You reach your hand out for him and his mouth curves again, helping you up over the console, into his lap, his other hand digging into your side as your knees press into the leather of his driver’s seat.
“Jack. You don’t have to,” you say, your hands dropping to his shoulders when you’re settled, your right hand placed where the wound had healed weeks ago. “Don’t you like doing it?”
He’s still as he contemplates, except for his hands that move from your waist and down your thighs, back up again, and you don’t know who he’s soothing. He takes a deep breath. “I’m tired of watching people I care about get hurt. I see enough of it as it is. I can find another hobby.”
“Oh, Jack,” you say, leaning forward, letting his arms encircle you, your hand finding the curls at the back of his head.
“Even picturing you out there, baby…”
You pull away, searching his face. “But that’s not real. This is entirely up to you, Jack.”
He glances out the window toward the station, back to you, lip bitten in contemplation. “Even if you don’t like it? Even if you’ll worry about me if I do stay?”
“Yeah, Jack,” you say, shrugging. “I mean, duh, I’ll be worried, but…”
“You make that look so easy.”
You lean forward, your lips pressing into his rough cheek. He didn’t shave in the few hours since he’d left the ED, but you don’t mind.
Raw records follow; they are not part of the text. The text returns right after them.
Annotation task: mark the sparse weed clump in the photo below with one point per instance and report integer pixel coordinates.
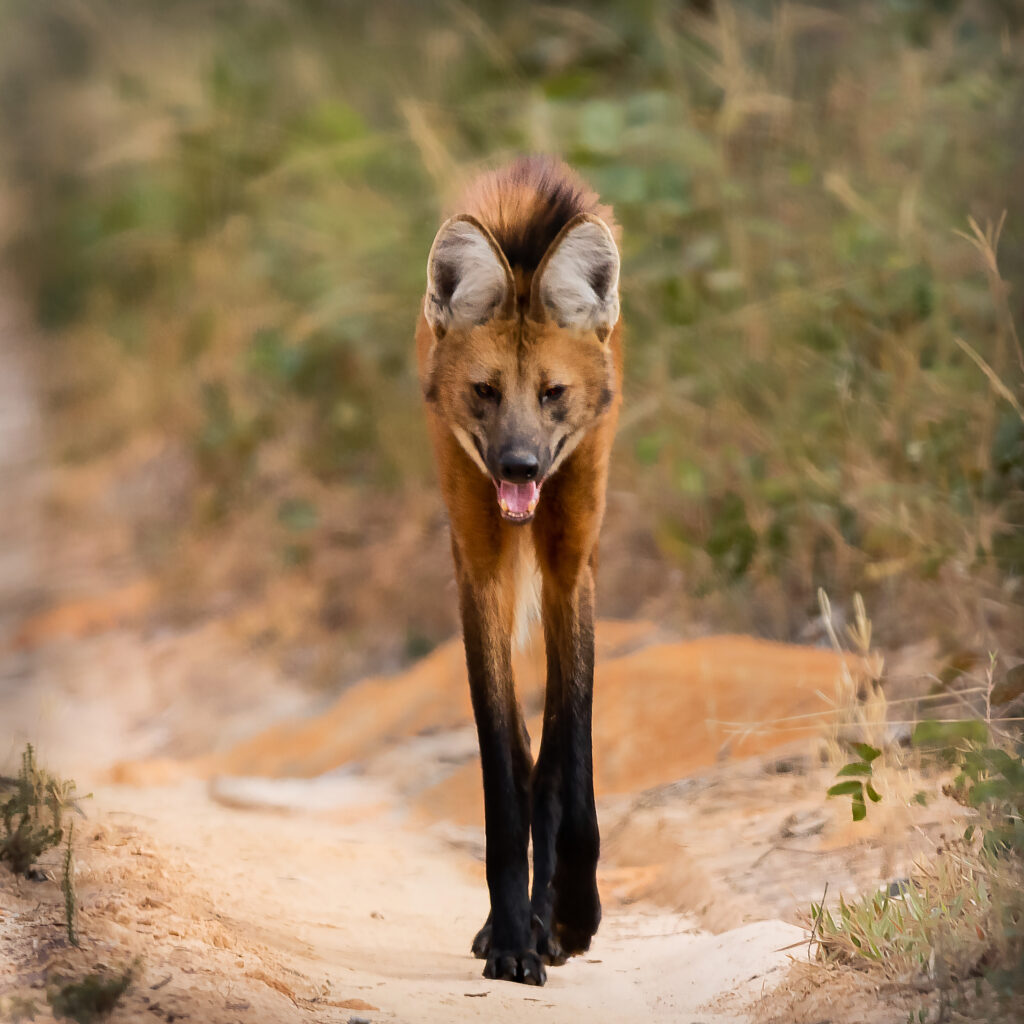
(33, 814)
(954, 927)
(91, 997)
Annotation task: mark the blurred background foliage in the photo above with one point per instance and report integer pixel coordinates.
(222, 211)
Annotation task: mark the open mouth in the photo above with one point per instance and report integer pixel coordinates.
(517, 501)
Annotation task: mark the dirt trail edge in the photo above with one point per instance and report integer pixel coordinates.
(253, 914)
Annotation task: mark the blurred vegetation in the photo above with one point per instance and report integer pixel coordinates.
(223, 214)
(33, 814)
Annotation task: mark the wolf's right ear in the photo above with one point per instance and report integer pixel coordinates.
(468, 278)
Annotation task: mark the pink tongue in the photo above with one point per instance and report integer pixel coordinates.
(518, 497)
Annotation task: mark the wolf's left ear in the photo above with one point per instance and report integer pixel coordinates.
(577, 284)
(468, 278)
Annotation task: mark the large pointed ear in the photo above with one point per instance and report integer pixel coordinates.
(577, 284)
(468, 276)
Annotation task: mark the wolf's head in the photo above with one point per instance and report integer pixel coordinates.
(521, 378)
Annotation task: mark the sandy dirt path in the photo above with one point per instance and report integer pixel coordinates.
(322, 916)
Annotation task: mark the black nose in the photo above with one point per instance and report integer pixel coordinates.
(518, 467)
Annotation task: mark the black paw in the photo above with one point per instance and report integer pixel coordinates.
(523, 967)
(577, 914)
(481, 944)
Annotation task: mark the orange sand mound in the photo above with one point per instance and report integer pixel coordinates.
(660, 712)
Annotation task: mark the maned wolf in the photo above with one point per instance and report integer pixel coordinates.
(520, 361)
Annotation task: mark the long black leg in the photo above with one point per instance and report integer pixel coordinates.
(577, 907)
(506, 762)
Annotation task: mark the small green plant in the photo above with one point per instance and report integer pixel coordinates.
(18, 1009)
(92, 997)
(33, 814)
(860, 785)
(68, 888)
(958, 919)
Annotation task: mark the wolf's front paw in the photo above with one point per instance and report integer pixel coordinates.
(523, 966)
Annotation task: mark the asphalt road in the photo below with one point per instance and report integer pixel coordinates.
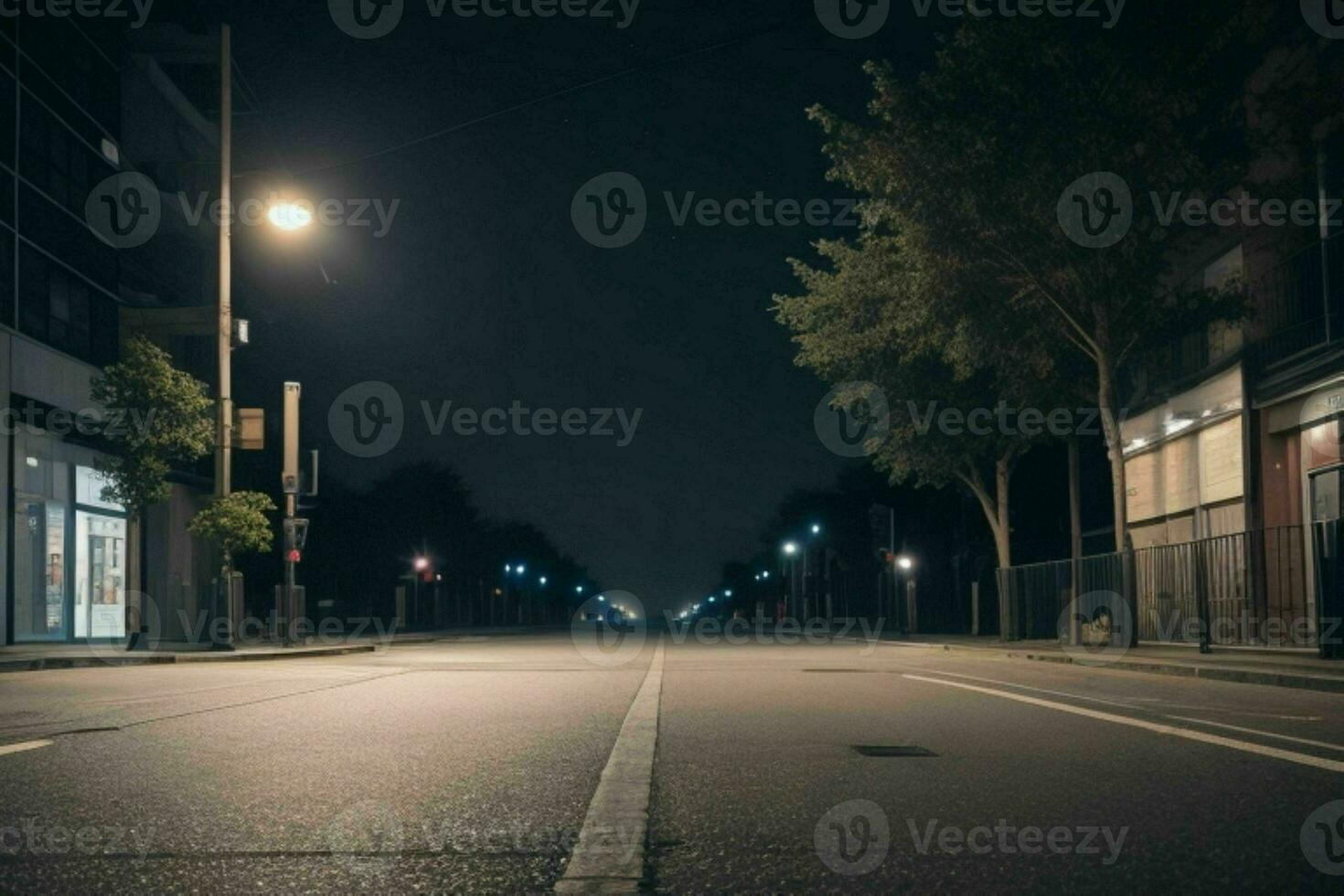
(471, 766)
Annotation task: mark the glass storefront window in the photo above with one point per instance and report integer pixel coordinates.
(39, 575)
(100, 577)
(70, 546)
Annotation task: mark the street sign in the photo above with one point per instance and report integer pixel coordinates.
(289, 469)
(251, 429)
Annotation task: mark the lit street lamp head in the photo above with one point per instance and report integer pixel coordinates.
(289, 215)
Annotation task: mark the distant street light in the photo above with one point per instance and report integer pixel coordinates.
(291, 215)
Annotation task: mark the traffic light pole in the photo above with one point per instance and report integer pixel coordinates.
(289, 484)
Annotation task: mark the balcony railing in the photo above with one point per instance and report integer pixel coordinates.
(1289, 305)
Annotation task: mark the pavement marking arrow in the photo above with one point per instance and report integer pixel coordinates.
(609, 856)
(1244, 746)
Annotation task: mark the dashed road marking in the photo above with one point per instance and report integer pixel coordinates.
(22, 746)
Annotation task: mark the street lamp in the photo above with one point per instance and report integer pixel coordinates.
(291, 215)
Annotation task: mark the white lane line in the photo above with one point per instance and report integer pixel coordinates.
(1263, 733)
(1011, 684)
(1316, 762)
(22, 746)
(609, 856)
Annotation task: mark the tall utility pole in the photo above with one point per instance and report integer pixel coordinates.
(289, 484)
(225, 331)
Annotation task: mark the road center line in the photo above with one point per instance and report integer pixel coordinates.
(22, 746)
(1304, 759)
(1263, 733)
(609, 856)
(1011, 684)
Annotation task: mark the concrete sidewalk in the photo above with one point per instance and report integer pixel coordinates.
(1283, 667)
(34, 657)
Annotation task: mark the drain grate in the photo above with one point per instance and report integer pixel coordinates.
(891, 752)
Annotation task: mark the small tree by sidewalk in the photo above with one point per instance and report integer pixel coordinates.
(157, 417)
(165, 418)
(238, 524)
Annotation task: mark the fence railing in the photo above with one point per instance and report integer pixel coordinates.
(1250, 589)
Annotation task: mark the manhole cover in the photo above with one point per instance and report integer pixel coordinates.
(889, 752)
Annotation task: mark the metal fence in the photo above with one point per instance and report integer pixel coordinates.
(1250, 589)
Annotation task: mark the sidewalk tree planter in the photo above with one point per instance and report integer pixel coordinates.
(238, 524)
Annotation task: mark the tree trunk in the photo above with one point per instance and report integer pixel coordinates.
(995, 507)
(1003, 532)
(1075, 516)
(1108, 404)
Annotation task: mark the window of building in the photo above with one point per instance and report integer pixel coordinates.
(7, 277)
(1224, 337)
(56, 306)
(54, 159)
(42, 503)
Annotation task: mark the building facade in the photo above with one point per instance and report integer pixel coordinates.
(71, 564)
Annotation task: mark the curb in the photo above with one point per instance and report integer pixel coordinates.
(1272, 678)
(1297, 680)
(48, 664)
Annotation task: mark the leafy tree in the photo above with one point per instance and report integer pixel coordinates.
(968, 166)
(237, 523)
(874, 316)
(165, 418)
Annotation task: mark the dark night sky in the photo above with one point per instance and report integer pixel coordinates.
(484, 293)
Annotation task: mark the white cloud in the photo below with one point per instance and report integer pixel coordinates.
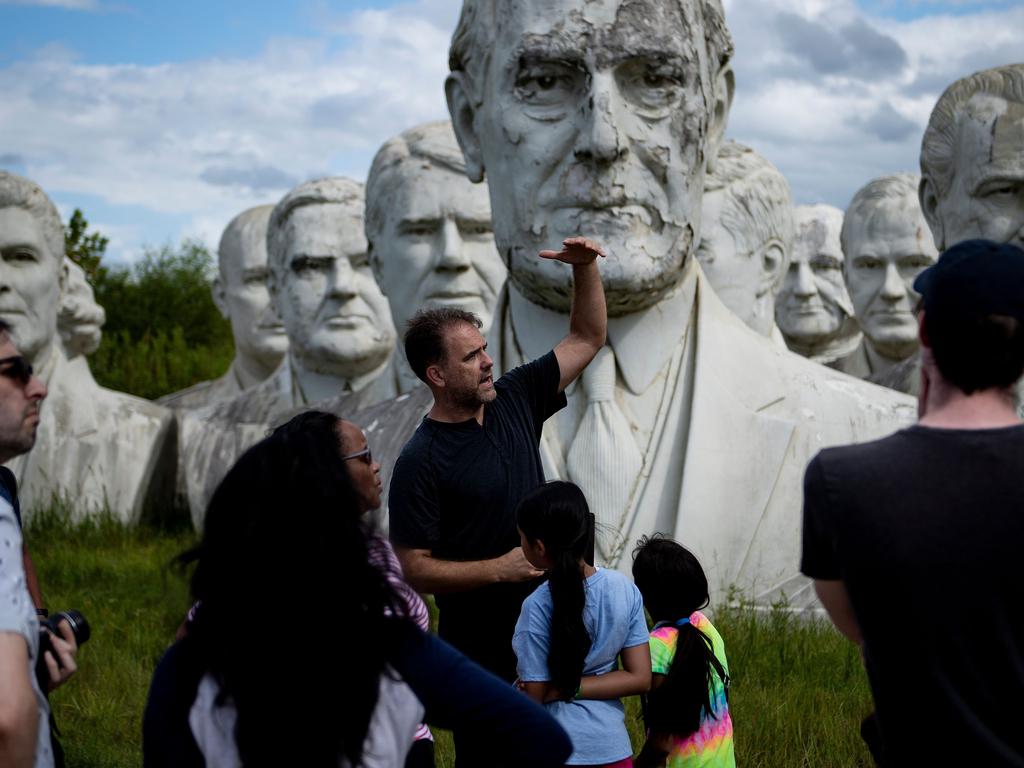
(830, 120)
(68, 4)
(201, 140)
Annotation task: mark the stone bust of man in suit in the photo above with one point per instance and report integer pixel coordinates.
(600, 119)
(96, 449)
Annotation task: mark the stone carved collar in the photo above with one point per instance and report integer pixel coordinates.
(643, 342)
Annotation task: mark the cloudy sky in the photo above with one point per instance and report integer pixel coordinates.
(163, 120)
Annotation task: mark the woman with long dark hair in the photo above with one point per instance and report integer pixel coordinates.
(301, 650)
(576, 627)
(687, 710)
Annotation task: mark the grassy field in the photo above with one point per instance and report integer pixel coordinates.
(798, 694)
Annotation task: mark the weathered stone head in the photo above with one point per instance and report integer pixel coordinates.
(81, 320)
(972, 160)
(431, 243)
(338, 322)
(32, 265)
(240, 291)
(886, 243)
(748, 233)
(813, 309)
(594, 118)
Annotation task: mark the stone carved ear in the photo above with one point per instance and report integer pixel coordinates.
(773, 266)
(219, 298)
(725, 88)
(929, 200)
(464, 123)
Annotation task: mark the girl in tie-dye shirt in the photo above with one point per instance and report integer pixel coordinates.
(687, 710)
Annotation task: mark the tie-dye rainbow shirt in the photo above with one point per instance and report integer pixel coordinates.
(711, 747)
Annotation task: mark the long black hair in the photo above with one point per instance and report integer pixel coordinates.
(674, 586)
(556, 513)
(291, 622)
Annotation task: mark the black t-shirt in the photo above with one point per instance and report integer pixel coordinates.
(455, 491)
(926, 529)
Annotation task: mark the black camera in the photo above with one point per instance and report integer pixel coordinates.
(80, 629)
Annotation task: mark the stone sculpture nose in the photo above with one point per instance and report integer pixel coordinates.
(600, 133)
(805, 285)
(453, 256)
(893, 288)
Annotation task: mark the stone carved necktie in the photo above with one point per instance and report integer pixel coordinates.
(604, 460)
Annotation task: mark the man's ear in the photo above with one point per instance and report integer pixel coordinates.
(773, 265)
(725, 88)
(929, 199)
(463, 114)
(219, 299)
(435, 376)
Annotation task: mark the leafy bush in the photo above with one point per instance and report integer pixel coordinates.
(163, 331)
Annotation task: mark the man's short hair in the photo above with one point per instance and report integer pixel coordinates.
(877, 194)
(758, 206)
(974, 314)
(334, 189)
(938, 147)
(472, 41)
(425, 336)
(17, 192)
(431, 144)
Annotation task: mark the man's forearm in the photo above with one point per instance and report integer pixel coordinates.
(436, 577)
(589, 315)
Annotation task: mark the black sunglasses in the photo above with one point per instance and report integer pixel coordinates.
(357, 455)
(16, 369)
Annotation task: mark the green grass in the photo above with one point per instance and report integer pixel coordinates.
(799, 690)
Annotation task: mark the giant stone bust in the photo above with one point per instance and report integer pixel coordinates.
(241, 294)
(599, 119)
(748, 235)
(95, 450)
(431, 242)
(886, 244)
(339, 331)
(972, 160)
(813, 309)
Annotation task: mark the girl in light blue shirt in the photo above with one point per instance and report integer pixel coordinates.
(574, 628)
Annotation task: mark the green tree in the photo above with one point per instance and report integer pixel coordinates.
(84, 248)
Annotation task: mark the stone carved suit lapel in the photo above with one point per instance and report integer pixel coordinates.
(734, 451)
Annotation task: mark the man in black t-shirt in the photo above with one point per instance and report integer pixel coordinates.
(457, 484)
(913, 542)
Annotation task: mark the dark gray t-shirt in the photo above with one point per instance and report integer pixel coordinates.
(926, 529)
(455, 491)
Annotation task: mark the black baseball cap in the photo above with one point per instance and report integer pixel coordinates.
(972, 280)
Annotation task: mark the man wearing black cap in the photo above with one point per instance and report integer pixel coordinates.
(914, 542)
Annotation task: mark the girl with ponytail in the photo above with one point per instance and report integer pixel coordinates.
(687, 710)
(574, 628)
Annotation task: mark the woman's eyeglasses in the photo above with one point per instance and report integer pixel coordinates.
(369, 457)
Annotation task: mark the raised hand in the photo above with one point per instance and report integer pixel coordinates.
(576, 251)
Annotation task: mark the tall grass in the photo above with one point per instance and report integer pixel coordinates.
(799, 690)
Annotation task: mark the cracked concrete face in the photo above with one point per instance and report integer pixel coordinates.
(594, 120)
(887, 245)
(813, 306)
(432, 242)
(986, 198)
(30, 283)
(337, 320)
(241, 291)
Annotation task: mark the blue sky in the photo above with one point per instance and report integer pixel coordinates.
(164, 120)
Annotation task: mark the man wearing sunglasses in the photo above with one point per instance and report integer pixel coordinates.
(25, 733)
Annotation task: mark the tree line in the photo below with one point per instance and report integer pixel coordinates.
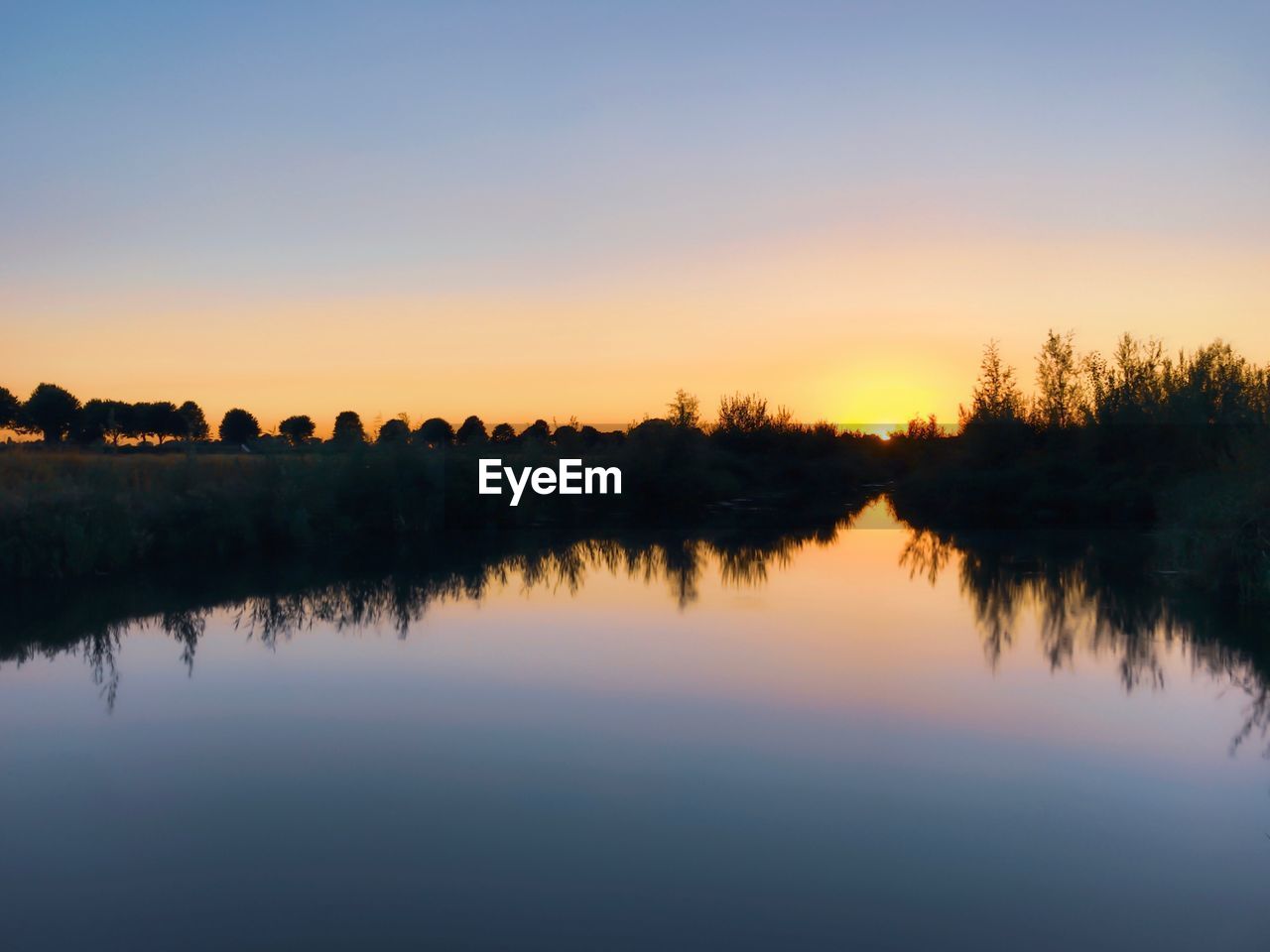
(58, 416)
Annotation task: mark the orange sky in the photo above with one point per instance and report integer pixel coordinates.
(553, 209)
(851, 330)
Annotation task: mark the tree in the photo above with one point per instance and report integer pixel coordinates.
(239, 426)
(51, 412)
(1060, 399)
(193, 422)
(471, 430)
(539, 430)
(9, 408)
(742, 413)
(159, 420)
(435, 431)
(685, 411)
(567, 436)
(348, 429)
(394, 431)
(298, 429)
(96, 420)
(996, 397)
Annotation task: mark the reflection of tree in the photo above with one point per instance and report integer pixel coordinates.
(1096, 598)
(742, 549)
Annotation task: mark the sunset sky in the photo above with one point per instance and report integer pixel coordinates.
(530, 209)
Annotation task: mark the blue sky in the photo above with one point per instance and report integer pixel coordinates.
(163, 157)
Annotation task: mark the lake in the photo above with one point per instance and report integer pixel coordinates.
(857, 735)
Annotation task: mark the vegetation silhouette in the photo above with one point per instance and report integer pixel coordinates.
(239, 426)
(1141, 438)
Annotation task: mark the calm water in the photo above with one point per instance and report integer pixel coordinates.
(873, 740)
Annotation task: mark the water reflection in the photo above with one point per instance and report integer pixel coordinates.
(1096, 597)
(94, 621)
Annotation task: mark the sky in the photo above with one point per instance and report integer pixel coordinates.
(527, 209)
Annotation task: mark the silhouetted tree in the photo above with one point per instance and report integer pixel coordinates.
(298, 429)
(395, 431)
(239, 426)
(996, 397)
(50, 412)
(9, 408)
(685, 411)
(98, 419)
(742, 413)
(567, 436)
(539, 430)
(1060, 399)
(348, 429)
(193, 422)
(435, 431)
(158, 419)
(471, 430)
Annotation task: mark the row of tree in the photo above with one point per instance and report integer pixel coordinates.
(1138, 384)
(58, 416)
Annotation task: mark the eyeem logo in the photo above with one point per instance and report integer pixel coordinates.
(571, 480)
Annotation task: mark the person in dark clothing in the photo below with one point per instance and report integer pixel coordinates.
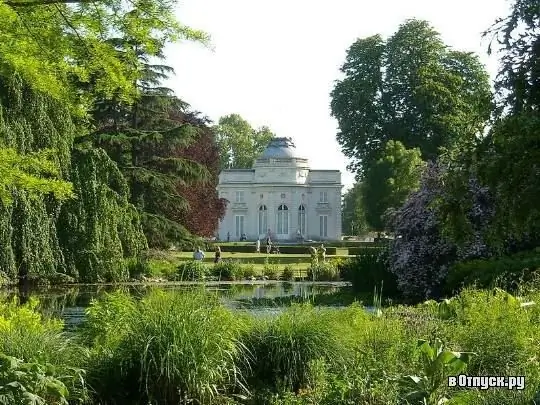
(217, 256)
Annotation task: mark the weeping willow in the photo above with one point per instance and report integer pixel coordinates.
(42, 238)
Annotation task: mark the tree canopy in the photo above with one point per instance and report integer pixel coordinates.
(410, 88)
(58, 44)
(239, 143)
(353, 217)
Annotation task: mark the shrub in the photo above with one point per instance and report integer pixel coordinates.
(288, 249)
(137, 267)
(228, 270)
(357, 251)
(420, 255)
(33, 383)
(37, 356)
(287, 274)
(248, 270)
(323, 271)
(497, 329)
(369, 271)
(172, 348)
(271, 270)
(191, 271)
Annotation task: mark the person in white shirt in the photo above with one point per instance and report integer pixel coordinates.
(198, 254)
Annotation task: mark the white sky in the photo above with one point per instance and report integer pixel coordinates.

“Bit of a learning curve, but you got there in the end, babe.” Another kiss, then turning his face to yours, sealing your mouth over his, a noise of surprise leaving his throat before you’re pulling away again. “Plus you’re, like, stupid hot in that uniform. Don’t make me run off with Bosco to get my fix.”
Jack’s mouth falls open with a strangled sound of indignation and you laugh hard, accidentally honking his truck’s horn when your back slams into the steering wheel.
“Jesus Christ,” he laughs, a hand on your back. “You’re trouble.”
”So I’ve been told,” you hum, your hands finding his chest. “Or was it… risky?”
Jack rests his head back on the head rest, hands rubbing over your thighs, looking at you through half-lidded eyes. “One worth taking.”
“Yeah?”
He nods. “Sometimes we do things that scare us, right?”
Your heart pounds, like it might break a rib if he keeps talking to you like this.
“Yeah,” you breathe, finding his lips again, until his hands on your hips push you back.
“Okay,” he says. “Hop off before I give the police department a reason to write up another report we both have to sign.”
“No more reports. Or forms,” you say, climbing out of his lap reluctantly, still leaning over to kiss him over the center console until he turns away. You forgot how intoxicating he could be.
“Well. Maybe one more,” he says.
Your eyebrows knit together. “What?”
Jack is silent as he turns the ignition over and puts the truck back into drive, smoothly pulling back onto the road and letting a few blocks go by as you just stare at his profile.
“Probably one more form that says I shouldn’t be evaluating you in a clinical sense until your residency is over,” he says. “Given my conflict of interest.”
“Really?”
“We can talk about it,” he says. “We’ve got all night.”